A library of >20 5- and 6-coordinate high-valent oxorhenium complexes containing redox-inert and redox-active ligands has been prepared. The complexes containing redox-active ligands have shown the ability for ligand-mediated radical coupling reactions. Mechanistic studies of bimetallic O₂ homolysis (the microscopic reverse of water oxidation) and nitroxyl radical deoxygenation at five-coordinate oxorhenium(V) reveal that, in both net 2e⁻ reactions, coupling to a redox-active ligand lowers the kinetic barrier to the reaction by facilitating formation and stabilization of 1e⁻ oxidized intermediates.

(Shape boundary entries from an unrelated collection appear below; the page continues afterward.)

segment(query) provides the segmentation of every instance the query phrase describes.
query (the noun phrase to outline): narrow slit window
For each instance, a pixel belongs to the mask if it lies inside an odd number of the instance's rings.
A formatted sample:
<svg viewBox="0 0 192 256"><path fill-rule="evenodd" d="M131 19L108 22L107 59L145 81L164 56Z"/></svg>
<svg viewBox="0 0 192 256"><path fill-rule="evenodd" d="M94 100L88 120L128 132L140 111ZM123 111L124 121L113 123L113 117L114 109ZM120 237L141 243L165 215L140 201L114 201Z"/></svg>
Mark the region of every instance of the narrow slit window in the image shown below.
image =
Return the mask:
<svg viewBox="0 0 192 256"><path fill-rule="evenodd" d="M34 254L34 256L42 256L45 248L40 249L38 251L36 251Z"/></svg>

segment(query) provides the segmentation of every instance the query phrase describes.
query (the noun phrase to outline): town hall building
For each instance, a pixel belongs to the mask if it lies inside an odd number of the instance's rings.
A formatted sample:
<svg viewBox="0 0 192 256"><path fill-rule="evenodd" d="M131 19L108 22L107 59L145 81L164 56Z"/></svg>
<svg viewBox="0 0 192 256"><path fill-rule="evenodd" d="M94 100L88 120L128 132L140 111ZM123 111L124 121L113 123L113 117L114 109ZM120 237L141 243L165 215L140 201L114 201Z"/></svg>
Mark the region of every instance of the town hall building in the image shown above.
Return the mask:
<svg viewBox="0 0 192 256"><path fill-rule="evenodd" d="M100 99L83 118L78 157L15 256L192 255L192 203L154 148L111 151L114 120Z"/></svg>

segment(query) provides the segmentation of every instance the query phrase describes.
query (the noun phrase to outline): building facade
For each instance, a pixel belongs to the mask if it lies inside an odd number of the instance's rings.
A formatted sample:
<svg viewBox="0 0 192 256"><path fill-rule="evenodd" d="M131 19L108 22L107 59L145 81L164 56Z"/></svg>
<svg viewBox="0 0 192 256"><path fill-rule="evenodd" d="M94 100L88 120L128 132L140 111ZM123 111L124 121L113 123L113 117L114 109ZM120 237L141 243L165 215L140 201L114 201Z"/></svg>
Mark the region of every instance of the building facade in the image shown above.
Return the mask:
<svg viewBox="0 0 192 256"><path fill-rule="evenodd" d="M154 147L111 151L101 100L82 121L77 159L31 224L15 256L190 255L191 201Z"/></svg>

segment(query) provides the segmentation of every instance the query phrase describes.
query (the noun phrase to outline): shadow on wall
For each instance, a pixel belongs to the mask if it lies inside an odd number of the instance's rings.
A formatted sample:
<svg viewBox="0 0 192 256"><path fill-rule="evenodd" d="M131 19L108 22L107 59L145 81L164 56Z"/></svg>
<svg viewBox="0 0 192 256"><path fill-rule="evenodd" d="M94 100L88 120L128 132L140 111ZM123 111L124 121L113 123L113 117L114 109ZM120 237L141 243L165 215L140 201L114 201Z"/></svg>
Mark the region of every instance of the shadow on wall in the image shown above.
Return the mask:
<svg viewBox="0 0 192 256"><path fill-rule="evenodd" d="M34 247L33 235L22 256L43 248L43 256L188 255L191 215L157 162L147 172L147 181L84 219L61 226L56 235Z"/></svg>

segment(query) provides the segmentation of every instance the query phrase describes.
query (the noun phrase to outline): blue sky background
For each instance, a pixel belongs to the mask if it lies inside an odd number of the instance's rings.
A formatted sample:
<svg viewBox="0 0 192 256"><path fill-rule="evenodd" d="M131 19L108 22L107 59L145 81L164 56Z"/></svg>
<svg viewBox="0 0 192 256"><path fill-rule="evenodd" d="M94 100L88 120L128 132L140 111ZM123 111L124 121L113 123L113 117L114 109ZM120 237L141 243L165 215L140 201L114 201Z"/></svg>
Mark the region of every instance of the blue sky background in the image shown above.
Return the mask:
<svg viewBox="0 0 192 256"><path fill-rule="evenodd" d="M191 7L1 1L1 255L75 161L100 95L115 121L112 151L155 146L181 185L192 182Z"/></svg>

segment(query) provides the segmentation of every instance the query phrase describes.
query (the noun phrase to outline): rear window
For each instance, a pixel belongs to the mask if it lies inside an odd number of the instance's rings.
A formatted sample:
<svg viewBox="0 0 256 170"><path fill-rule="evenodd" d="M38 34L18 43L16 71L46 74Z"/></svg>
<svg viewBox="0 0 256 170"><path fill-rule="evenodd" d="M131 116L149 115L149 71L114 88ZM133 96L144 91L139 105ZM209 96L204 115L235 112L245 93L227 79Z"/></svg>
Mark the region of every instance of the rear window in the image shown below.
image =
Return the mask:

Coordinatively unsaturated high-valent oxorhenium complexes containing redox-active ligands direct bond-forming reactions towards the metal center. This is undesirable towards the goal of forming O-O bonds. To address this problem coordinatively saturated Re(V) and Re(VII) complexes were prepared. Oxidation of these species by chemical oxidants allowed for the isolation of "masked" oxyl species. These complexes showed reactivity towards Si and trityl radicals to produce new Si-O and C-O bonds, whereas their closed-shell congeners were inert. We have successfully developed a method for the preparation and isolation of "masked" oxyl radicals and shown their utility in ligand-mediated radical coupling reactions.